McDermott International, Inc. has announced that it intends, subject to market and other conditions, to offer $500 million aggregate principal amount of its second-lien senior secured notes due 2021.
The notes will be offered only to qualified institutional buyers under Rule 144A under the Securities Act of 1933, as amended (the “Securities Act”) and to certain non-U.S. persons in transactions outside the United States under Regulation S under the Securities Act.
McDermott intends to use the net proceeds from the offering of the notes, together with other financing sources (including proceeds expected to be received in connection with the refinancing of its outstanding credit agreement with a new first-lien credit facility), to refinance revolving credit facility indebtedness outstanding under its existing credit agreement and for other general corporate purposes, including the funding of working capital requirements and capital expenditures.
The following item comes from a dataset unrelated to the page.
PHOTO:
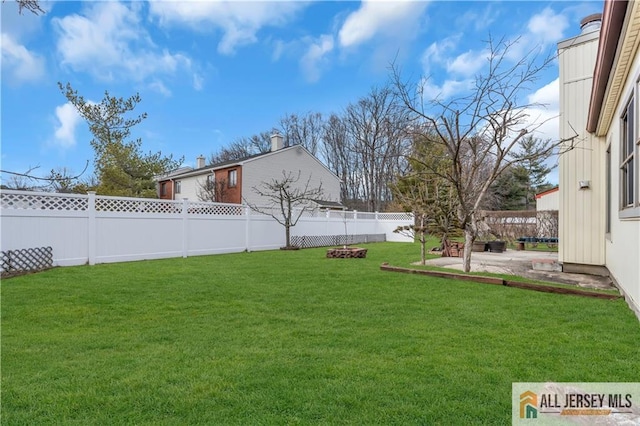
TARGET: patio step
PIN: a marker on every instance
(548, 265)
The new first-lien credit facility may include a term loan of up to $400 million and, potentially, a letter of credit facility.
The notes will be unconditionally guaranteed, jointly and severally, on a senior secured second-lien basis, by McDermott’s existing and future subsidiaries that guarantee indebtedness under its credit agreement.
The notes and the guarantees will be secured on a second-lien basis by pledges of capital stock of certain subsidiaries of McDermott and mortgages and other security interests covering substantially all personal property of McDermott and substantially all of its wholly owned subsidiaries, subject to certain exceptions, and certain vessels owned by McDermott’s wholly owned subsidiaries.